Le congrès de l’UICN, une influente ONG environnementaliste, s’ouvre à Marseille le 3 septembre alors que la crise de la biodiversité atteint un paroxysme. Autour de la protection des espèces non humaines, des visions du monde s’entrechoquent.

Quel est donc cet endroit distingué où l’on peut croiser Antoine Arnault, fils de Bernard et directeur de la communication de LVMH ; les présidents d’EDF, Engie et Veolia ; Christine Lagarde, présidente de la BCE ; le président du Medef ; la cheffe de « la stratégie de soutenabilité » du pétrolier Total ; un vice-président de Microsoft, le président d’une association de groupes miniers, Emmanuel Macron et toute une partie du gouvernement français ? Le Congrès mondial de la nature. Organisé à Marseille à partir du 3 septembre par l’Union internationale pour la conservation de la nature (UICN), l’une des plus puissantes ONG environnementalistes, l’événement fait office de sommet informel de la biodiversité. Une sorte d’antichambre des grands rendez-vous décisionnels des prochains mois : à Glasgow, la COP26 sur le climat, et à Kunming, en Chine, pour la 15e conférence de l’ONU sur la biodiversité au printemps 2022.
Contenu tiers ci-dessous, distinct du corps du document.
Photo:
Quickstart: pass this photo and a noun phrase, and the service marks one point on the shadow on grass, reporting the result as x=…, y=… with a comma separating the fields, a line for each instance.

Des conférences doivent se succéder pendant quelques jours avant l’assemblée générale de l’association, où siègent des États, dont la France. Une partie de l’événement est publique (des « espaces génération nature », un « village de la biodiversité », des expositions, le pavillon de la France) mais il faut être accrédité·e pour suivre le forum et l’assemblée des membres. Ce qui a créé un premier incident diplomatique avant même l’ouverture des festivités : une juriste de Notre Affaire à Tous, le collectif à l’origine des recours juridiques contre l’État français pour inaction climatique, s’est vu refuser son accréditation et a donc été désinvitée d’une projection débat sur « la biodiversité de vives voix ». Le prix des passes d’entrée pour la semaine est élevé (1 200 euros en tarif général – l’équivalent d’un mois de SMIC net –, 780 euros pour les membres) et celui de la location des stands aussi (jusqu’à 350 000 euros pour la plus grosse taille).
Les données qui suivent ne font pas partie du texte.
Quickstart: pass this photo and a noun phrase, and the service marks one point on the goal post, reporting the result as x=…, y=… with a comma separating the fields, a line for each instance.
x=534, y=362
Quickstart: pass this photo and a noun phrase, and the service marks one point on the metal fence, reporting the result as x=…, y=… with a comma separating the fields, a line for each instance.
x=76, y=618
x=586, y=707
Le sponsor privé mis en avant par l’UICN pour l’événement est la marque Nutella, qui consomme d’énormes quantités d’huile de palme et fut accusée d’exploiter des migrants syriens pour la production en Turquie de ses précieuses noisettes. De son côté, le ministère de la transition écologique a réuni son propre pool de « partenaires » économiques : JCDecaux, BNP Paribas, la SNCF, la compagnie de croisières Ponant, le groupe de transport maritime et de logistique CMA CGM, le groupe de luxe Kering, Veolia, etc. Mais « en raison de clauses de confidentialité dans les conventions de partenariat », il refuse de dévoiler le détail des montants alloués. En tout, l’État a déboursé 2 millions d’euros pour la tenue du congrès. Le groupe Ferrero a payé environ 185 000 euros pour sa place de « mécène », soit moins de 2% du coût total de l’événement, selon l’UICN.
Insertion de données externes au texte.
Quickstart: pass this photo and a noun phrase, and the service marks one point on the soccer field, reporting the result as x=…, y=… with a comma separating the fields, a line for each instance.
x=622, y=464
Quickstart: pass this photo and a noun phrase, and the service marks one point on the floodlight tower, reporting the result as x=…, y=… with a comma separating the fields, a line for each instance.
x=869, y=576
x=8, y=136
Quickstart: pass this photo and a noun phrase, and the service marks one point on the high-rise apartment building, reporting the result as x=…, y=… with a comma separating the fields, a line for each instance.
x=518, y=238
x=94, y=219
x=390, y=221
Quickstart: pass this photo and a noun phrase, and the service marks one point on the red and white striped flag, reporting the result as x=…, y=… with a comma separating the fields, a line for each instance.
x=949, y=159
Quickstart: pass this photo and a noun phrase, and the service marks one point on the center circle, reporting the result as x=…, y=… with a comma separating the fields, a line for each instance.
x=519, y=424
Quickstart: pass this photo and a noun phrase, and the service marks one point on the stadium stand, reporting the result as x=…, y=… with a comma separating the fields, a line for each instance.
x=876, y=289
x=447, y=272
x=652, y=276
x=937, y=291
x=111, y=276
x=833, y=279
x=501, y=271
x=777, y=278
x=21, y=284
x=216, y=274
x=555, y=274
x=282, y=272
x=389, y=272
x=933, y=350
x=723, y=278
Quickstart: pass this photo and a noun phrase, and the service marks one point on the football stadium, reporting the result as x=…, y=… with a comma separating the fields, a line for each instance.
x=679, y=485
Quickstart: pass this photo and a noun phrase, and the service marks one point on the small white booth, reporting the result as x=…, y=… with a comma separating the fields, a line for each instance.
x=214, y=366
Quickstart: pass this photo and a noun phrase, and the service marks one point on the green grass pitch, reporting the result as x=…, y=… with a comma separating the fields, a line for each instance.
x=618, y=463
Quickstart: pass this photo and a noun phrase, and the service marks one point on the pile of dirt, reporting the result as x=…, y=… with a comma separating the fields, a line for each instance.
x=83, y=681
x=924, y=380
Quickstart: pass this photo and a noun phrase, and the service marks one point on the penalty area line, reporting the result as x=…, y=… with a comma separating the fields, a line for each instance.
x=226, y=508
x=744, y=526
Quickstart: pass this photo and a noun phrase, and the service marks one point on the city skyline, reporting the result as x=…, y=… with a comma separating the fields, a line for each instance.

Autant dire que l’ambiance du Congrès ressemblera plus à celle du forum de Davos qu’aux jardins ouvriers d’Aubervilliers, occupés depuis mai pour en empêcher le bétonnage, et évacués par la police jeudi matin. Les contradictions de ce Congrès de la nature sont d’autant plus spectaculaires que la crise de la biodiversité atteint un paroxysme de gravité : 75 % de la surface terrestre « est altérée de manière significative » selon le dernier rapport de l’IPBES (voir ici), et plus de 85 % de la surface des zones humides ont disparu. Près d’un million d’espèces sont menacées d’extinction par l’activité humaine, ce qui représente près d’un quart des animaux et végétaux. Le monde se dépeuple et les humains s’y habituent.

Face à cette sixième extinction des espèces, les méthodes, objectifs et représentations des politiques de protection de la biodiversité soulèvent de lourdes questions éthiques et politiques. Qui décide de protéger quoi, avec quel niveau de contrainte ? Quel usage d’une mer ou d’une forêt est autorisé et dans quel intérêt ? Quel sens peut bien avoir l’interdiction de la pêche traditionnelle dans un océan où les pétroliers peuvent continuer de forer des hydrocarbures ?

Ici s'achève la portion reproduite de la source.